Promoting Positive Mental Health
Now, we would like to speak on an equally important issue — what this province can be doing to promote positive mental health. Evidence is strong with respect to the factors that lead to positive mental health, as well as what governments and communities can do to promote mental health. The most significant dimensions that impact mental health are social inclusion, freedom from discrimination and violence, and access to economic resources. Mental health promotion policies and programs need to address individuals, their connections within the community and the broader environment in which they live.
Strategies that promote social inclusion create environments that foster social connections, companionship and social support. The type of strategies which promote social inclusion include: access to affordable recreation and physical activity programs in communities; creating opportunities for both youth and adults to participate in arts and cultural activities; and developing culturally-appropriate policies and programs that promote inclusion of new immigrants and refugees in Canadian society.
Discrimination and violence are risk factors for poor mental health. Discrimination and violence are often linked. Violence can take many forms, including child abuse, neglect by parents, bullying, youth violence, violence by intimate partners, abuse of the elderly, and sexual violence. Being a victim of violence is strongly associated with poor mental health. Stigma and discrimination against people with mental illness is also a major concern. And, it is important to note the people with serious mental illnesses can also benefit from mental health promotion strategies.
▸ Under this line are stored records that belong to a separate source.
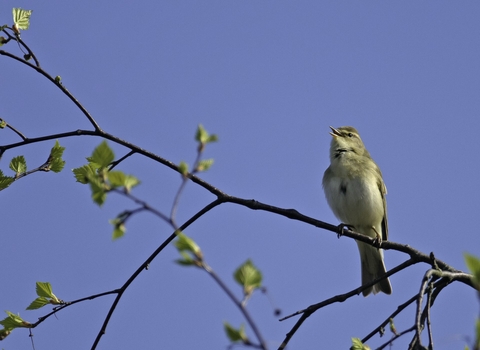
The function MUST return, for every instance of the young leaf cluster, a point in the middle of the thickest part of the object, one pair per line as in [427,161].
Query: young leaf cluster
[189,250]
[96,173]
[21,19]
[236,335]
[203,138]
[249,277]
[18,165]
[45,296]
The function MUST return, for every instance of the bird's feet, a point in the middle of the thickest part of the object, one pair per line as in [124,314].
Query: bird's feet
[378,240]
[342,226]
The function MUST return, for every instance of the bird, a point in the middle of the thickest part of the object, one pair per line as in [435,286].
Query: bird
[355,191]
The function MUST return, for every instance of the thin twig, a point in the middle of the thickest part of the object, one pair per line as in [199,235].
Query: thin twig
[145,265]
[238,303]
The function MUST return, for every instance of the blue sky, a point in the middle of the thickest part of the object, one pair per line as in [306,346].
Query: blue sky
[268,77]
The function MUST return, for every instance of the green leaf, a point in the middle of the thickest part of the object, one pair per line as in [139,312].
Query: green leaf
[212,138]
[21,18]
[235,335]
[55,159]
[248,276]
[44,289]
[185,243]
[98,189]
[117,178]
[183,168]
[4,333]
[102,155]
[358,345]
[38,303]
[84,173]
[57,150]
[203,136]
[473,265]
[204,165]
[18,165]
[14,321]
[119,226]
[130,182]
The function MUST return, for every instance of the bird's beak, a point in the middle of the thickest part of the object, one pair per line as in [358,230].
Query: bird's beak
[335,132]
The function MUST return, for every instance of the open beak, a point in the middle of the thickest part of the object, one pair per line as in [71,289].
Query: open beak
[335,132]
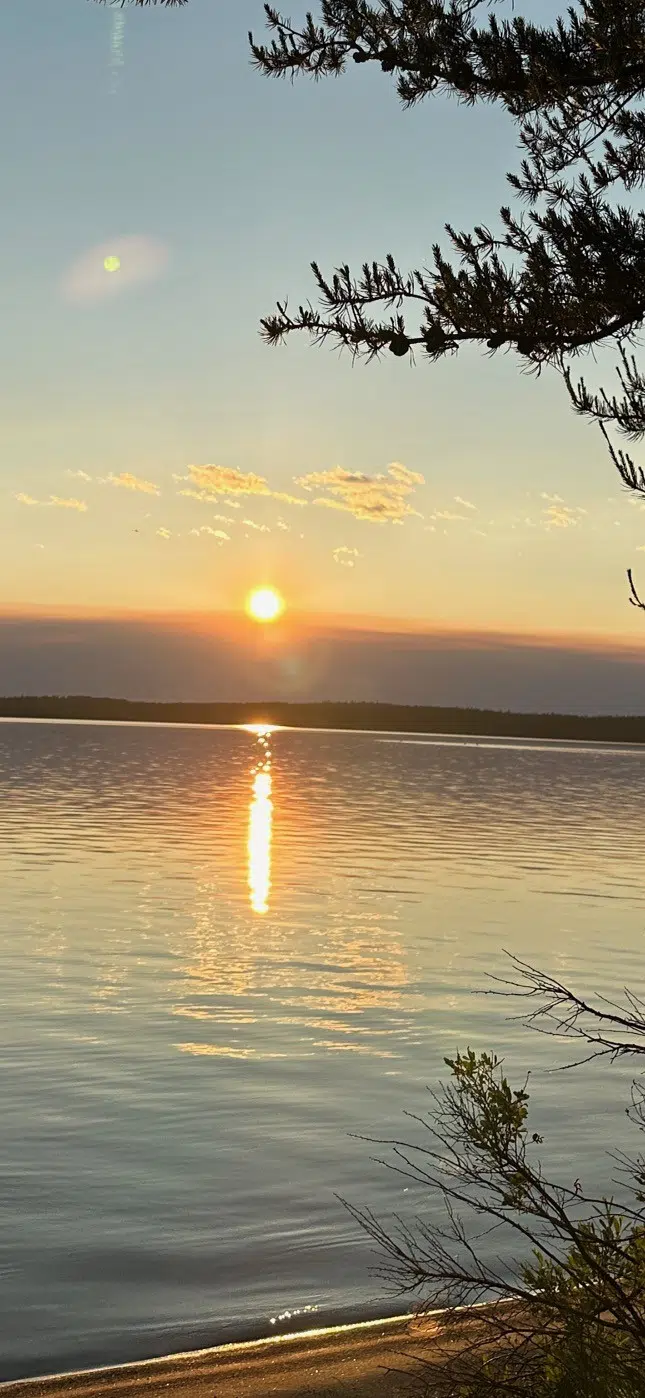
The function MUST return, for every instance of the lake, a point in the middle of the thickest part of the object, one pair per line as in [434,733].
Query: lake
[224,954]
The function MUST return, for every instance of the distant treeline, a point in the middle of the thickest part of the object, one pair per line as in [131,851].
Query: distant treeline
[384,717]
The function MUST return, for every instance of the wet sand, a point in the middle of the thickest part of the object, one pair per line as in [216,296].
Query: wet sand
[371,1359]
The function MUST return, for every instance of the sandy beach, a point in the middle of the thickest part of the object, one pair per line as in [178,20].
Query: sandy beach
[370,1359]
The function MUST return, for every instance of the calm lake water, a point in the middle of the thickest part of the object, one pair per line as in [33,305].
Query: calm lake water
[221,952]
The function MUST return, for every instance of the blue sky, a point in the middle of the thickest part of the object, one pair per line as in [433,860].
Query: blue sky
[241,181]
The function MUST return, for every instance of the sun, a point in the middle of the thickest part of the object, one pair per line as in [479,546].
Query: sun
[265,604]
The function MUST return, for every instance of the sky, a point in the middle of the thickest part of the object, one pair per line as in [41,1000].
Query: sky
[158,460]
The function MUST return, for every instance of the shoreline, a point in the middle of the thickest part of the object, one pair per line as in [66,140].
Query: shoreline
[361,1359]
[419,720]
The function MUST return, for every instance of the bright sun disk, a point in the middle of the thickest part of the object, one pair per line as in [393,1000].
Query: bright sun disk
[265,604]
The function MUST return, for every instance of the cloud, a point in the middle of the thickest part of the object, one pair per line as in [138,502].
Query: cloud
[214,533]
[346,557]
[67,503]
[560,516]
[210,481]
[377,498]
[56,501]
[133,483]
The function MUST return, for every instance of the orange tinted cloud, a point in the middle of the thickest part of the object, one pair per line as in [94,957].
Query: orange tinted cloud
[377,498]
[56,501]
[133,483]
[210,481]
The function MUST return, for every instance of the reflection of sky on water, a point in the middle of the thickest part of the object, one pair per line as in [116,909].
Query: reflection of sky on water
[211,984]
[260,824]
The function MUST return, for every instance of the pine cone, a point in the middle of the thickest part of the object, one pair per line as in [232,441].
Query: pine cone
[399,346]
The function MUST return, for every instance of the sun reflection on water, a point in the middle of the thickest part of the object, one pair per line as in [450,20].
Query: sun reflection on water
[260,825]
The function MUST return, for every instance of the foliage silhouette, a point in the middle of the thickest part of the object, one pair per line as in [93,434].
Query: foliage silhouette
[570,1323]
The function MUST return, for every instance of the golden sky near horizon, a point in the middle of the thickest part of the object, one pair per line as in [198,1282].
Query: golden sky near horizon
[158,459]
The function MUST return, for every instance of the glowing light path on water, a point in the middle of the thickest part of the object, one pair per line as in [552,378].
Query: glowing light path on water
[260,829]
Access to economic resources, such as housing, education, work and income is strongly correlated with promoting mental health and reducing the risk of mental illness. Lack of access to economic resources can result in poverty and material deprivation, sustained hardship and poorer mental health. Investing in strategies that improve access to economic resources and remedy the inequalities experienced by disadvantaged populations can significantly promote positive mental health.
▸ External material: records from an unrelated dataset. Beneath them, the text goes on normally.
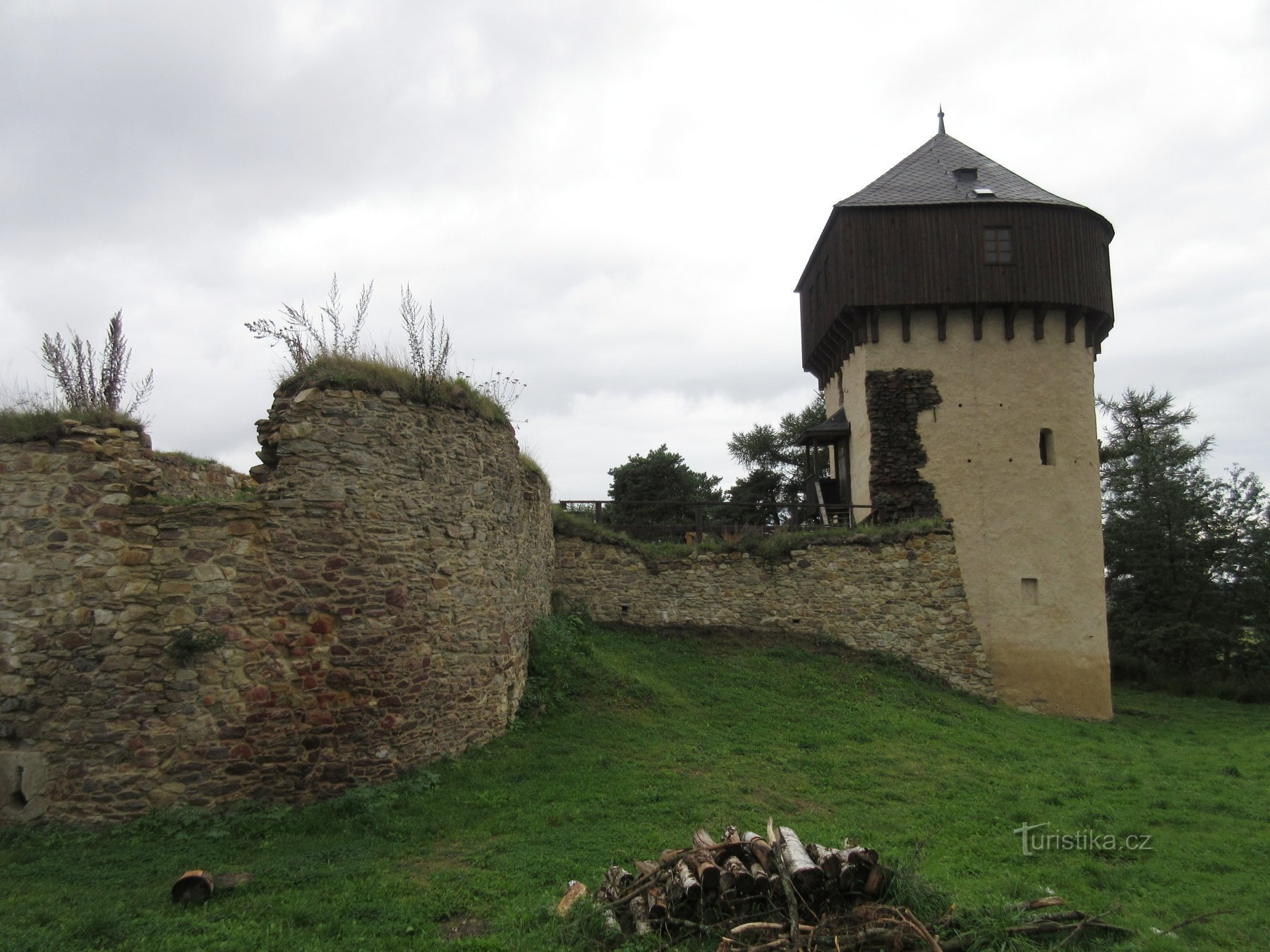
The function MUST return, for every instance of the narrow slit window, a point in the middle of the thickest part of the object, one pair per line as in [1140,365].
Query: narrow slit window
[998,245]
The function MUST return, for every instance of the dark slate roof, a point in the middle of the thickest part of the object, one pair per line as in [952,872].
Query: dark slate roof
[832,429]
[926,178]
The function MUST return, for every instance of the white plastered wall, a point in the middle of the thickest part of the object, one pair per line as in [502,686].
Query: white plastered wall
[1014,518]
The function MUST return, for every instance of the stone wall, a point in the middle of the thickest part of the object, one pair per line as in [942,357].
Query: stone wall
[902,597]
[368,611]
[193,479]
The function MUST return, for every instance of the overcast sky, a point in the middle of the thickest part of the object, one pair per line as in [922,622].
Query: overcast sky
[609,201]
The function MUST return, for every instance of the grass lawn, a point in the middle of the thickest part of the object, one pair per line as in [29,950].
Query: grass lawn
[675,731]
CMHA Ontario, together with four other organizations, the Centre for Addiction and Mental Health, Health Nexus, the Ontario Public Health Association and the Centre for Health Promotion at the University of Toronto recently prepared a report, entitled “Mental Health Promotion in Ontario: A Call to Action” that identifies a very large number of evidence-based strategies that could be pursued in Ontario to promote mental health. Our organizations are interested to assist the government in a process for taking action.
Notes
- Canadian Mental Health Association. A Framework for Support, 3rd edition, 2004.
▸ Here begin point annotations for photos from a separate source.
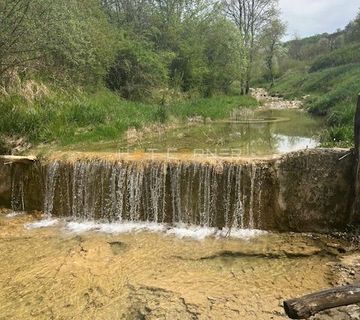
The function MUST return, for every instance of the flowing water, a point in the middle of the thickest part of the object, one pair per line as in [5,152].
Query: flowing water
[160,238]
[256,134]
[68,272]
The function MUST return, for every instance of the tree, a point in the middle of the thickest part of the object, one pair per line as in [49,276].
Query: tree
[72,39]
[250,16]
[271,42]
[352,30]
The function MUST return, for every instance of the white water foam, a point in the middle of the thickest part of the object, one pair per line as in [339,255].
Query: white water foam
[46,223]
[180,231]
[191,232]
[15,214]
[113,228]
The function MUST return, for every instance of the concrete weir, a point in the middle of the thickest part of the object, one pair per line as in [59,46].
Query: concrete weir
[306,191]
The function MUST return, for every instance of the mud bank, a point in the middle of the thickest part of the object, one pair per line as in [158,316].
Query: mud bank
[307,191]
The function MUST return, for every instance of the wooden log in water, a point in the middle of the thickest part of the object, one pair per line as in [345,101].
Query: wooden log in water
[18,159]
[310,305]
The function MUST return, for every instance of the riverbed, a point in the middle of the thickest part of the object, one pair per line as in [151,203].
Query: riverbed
[58,272]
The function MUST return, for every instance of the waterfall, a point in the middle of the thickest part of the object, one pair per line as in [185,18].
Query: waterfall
[210,195]
[50,185]
[17,189]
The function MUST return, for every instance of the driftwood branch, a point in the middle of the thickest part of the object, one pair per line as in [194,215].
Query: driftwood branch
[305,307]
[17,159]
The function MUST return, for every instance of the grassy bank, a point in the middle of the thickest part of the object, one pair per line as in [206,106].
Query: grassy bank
[330,92]
[67,119]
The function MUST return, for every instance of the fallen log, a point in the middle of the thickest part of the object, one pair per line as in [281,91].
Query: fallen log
[307,306]
[17,159]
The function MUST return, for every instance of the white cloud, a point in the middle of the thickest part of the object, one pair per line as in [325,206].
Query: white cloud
[308,17]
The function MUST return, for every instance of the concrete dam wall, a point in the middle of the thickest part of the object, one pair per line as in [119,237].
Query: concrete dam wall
[304,191]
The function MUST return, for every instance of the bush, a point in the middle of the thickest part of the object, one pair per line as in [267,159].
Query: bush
[343,56]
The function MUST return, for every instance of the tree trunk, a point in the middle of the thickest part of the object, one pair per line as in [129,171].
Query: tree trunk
[312,304]
[355,215]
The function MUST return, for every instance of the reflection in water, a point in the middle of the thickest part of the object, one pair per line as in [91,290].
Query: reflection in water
[270,132]
[50,273]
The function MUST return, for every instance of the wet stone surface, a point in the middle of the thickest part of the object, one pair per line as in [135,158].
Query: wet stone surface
[51,273]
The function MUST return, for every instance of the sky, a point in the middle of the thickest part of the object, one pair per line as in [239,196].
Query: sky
[309,17]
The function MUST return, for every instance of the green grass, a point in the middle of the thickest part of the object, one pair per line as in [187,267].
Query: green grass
[66,119]
[332,92]
[347,55]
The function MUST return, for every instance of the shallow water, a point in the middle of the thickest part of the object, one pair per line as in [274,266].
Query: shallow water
[63,273]
[263,133]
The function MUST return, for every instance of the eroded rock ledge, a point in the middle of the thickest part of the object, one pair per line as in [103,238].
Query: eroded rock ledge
[306,191]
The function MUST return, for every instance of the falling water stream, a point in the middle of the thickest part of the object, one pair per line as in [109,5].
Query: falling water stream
[152,239]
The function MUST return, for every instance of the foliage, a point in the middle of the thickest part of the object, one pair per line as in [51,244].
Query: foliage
[73,117]
[137,71]
[70,39]
[346,55]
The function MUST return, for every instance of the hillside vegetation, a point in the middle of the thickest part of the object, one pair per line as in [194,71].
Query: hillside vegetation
[88,70]
[325,69]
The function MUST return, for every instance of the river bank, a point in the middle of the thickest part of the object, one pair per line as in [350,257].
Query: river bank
[53,272]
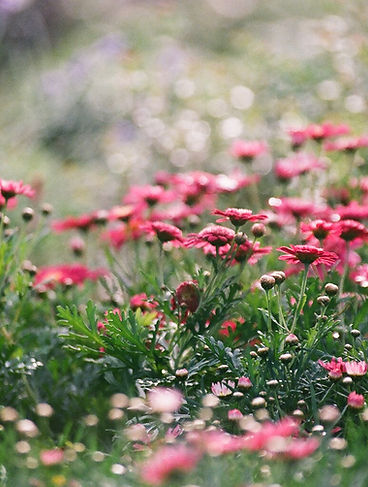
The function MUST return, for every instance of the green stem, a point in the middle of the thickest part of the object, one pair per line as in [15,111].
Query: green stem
[299,307]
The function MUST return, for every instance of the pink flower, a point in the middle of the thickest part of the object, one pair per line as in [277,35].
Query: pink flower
[51,457]
[220,389]
[157,469]
[9,189]
[360,275]
[248,150]
[238,216]
[307,254]
[301,448]
[244,383]
[164,232]
[213,234]
[297,164]
[348,144]
[356,369]
[355,401]
[162,400]
[234,414]
[187,295]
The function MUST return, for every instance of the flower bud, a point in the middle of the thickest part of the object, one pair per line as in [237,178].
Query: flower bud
[279,276]
[187,294]
[240,238]
[331,289]
[27,214]
[267,282]
[258,230]
[323,300]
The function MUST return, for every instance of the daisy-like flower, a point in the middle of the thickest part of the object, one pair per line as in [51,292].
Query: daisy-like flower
[163,400]
[349,230]
[82,222]
[167,460]
[248,150]
[355,401]
[360,275]
[350,144]
[356,369]
[164,232]
[220,389]
[238,216]
[307,254]
[213,234]
[296,165]
[73,274]
[9,189]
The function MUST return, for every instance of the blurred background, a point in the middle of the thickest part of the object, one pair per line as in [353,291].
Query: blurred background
[95,96]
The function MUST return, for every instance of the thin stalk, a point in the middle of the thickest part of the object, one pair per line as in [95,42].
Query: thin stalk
[299,307]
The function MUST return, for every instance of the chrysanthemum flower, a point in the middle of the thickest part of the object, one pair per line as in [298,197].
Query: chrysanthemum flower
[307,254]
[164,232]
[9,189]
[213,234]
[221,389]
[356,369]
[248,150]
[319,229]
[164,400]
[82,222]
[168,459]
[355,401]
[296,165]
[238,216]
[360,275]
[349,230]
[350,144]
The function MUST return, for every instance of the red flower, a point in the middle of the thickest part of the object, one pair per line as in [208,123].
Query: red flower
[319,229]
[355,401]
[82,222]
[213,234]
[167,460]
[238,216]
[350,230]
[164,232]
[350,144]
[297,164]
[9,189]
[360,275]
[248,150]
[187,295]
[316,132]
[307,254]
[66,274]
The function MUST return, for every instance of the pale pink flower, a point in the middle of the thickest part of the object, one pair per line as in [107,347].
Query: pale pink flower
[355,401]
[163,400]
[356,369]
[51,457]
[167,460]
[220,389]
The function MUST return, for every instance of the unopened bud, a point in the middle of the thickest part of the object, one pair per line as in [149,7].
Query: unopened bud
[331,289]
[267,282]
[27,214]
[258,230]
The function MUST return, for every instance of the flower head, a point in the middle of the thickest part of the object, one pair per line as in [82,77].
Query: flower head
[9,189]
[307,254]
[248,150]
[213,234]
[238,216]
[355,401]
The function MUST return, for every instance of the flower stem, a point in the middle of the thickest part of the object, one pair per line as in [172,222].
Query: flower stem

- Health Systems Research and Consulting Unit, Centre for Addiction and Mental Health. Mental Health Services in Ontario: How Well is the Province Meeting the Needs of Persons with Serious Mental Illness, 2004.
- System Enhancement Evaluation Initiative. Moving in the Right Direction. SEEI Final Report. Submitted to the Ministry of Health and Long-Term Care March 31, 2009.
- LHIN data report on MH&A, 2008.
- Community mental health agencies and Community Health Services are within LHINs. Physician services, Family Health Teams and Nurse Practitioner Clinics are outside of LHINs.